Back in the room she is bothering to go home again. Funny how the nurses found things to do before letting her go home. Finally, after another 45 minutes of Sheena using the call button for everything from ice and water to blankets and pillows, they decided they'd had enough of her and let her go. She was unhooked from the IV and went to get dressed. The guys went back to the Station and I went down to the garage to bring the car around to the front entrance of the hospital. A nurse would be bringing her in a wheelchair to the car. Even before I saw it, I KNEW the nurses had gotten their revenge.

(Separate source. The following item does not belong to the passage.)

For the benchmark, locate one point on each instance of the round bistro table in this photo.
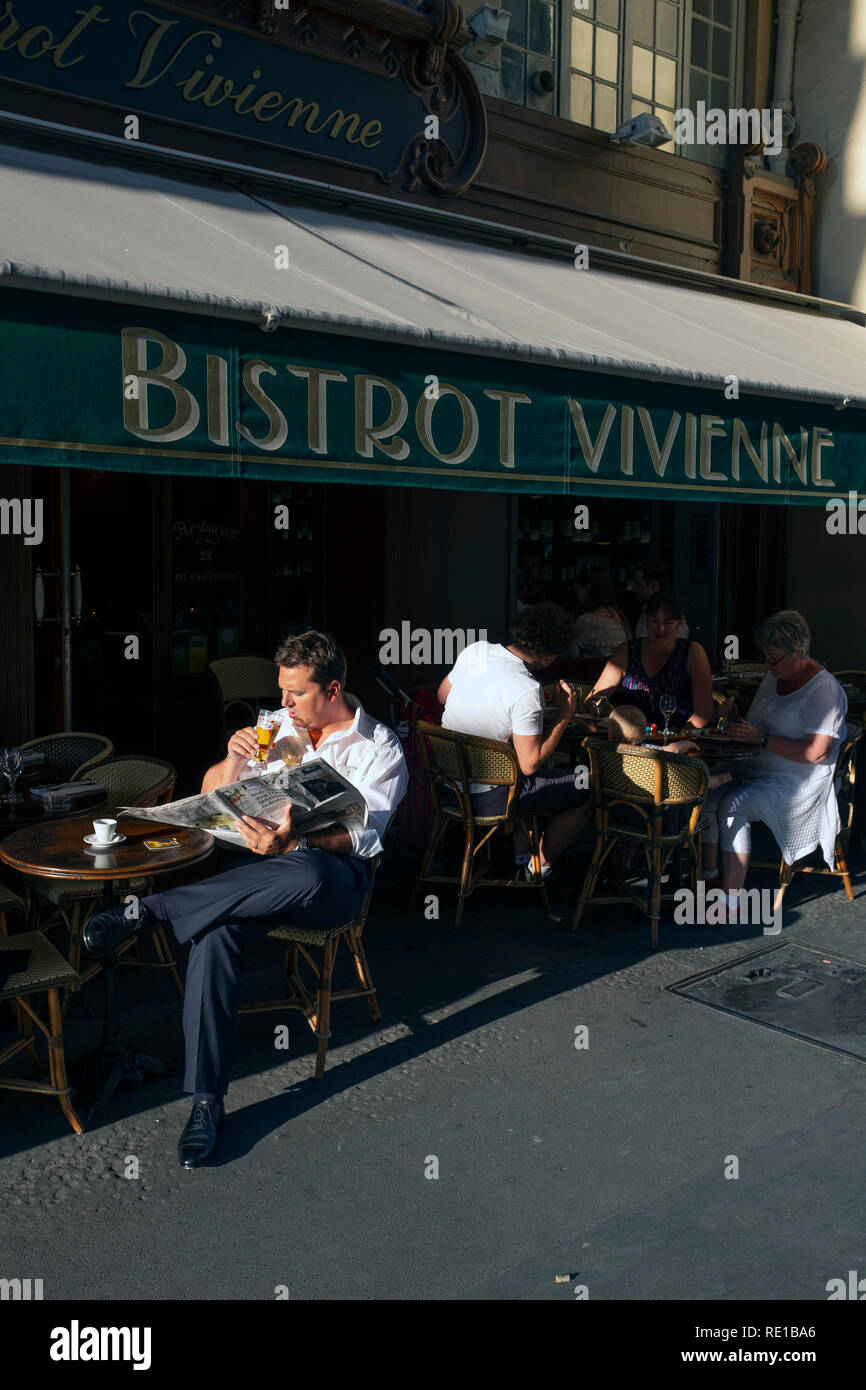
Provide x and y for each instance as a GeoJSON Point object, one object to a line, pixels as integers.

"Oh my god, Rick!!!! They put me in another HUMMER! Get me OUT of this thing!!!"


~Ricky~

3 comments:

Anonymous said...

Ricky,
The trick is duct tape!! Works wonders in keeping her mouth from running!
Please tell her that that Hummer wheelchair is God's revenger for running a candystriper who was sitting in a wheelchair right smack into the bushes some 35 years ago.
Neva

Anonymous said...

Tried that. But with the "Houdini" episode, we have realized there is NO way to contain her. Perhaps John should just come and arrest her on grounds of insanity or even PROFICIENCY! That might do the trick. The woman is totally PATHETIC as a patient! But, you have to admire her tenacity! :)))

Anonymous said...

We love this blog! Sheena is so funny even without TRYING to be! I wish our Station was as fun as yours! We have laughed so hard through the funny blogs and cried through the sad ones. Overall, we have been truly touched by her zest for life and fun and at the same time her love of her job and the men she works with. Her heart always seems to be in the right place.... even when playing jokes! Keep up the GREAT work, Sheena and everyone at the SFFD! You are a great example of what all us other Stations strive to be! God Bless! A fello Firefighter.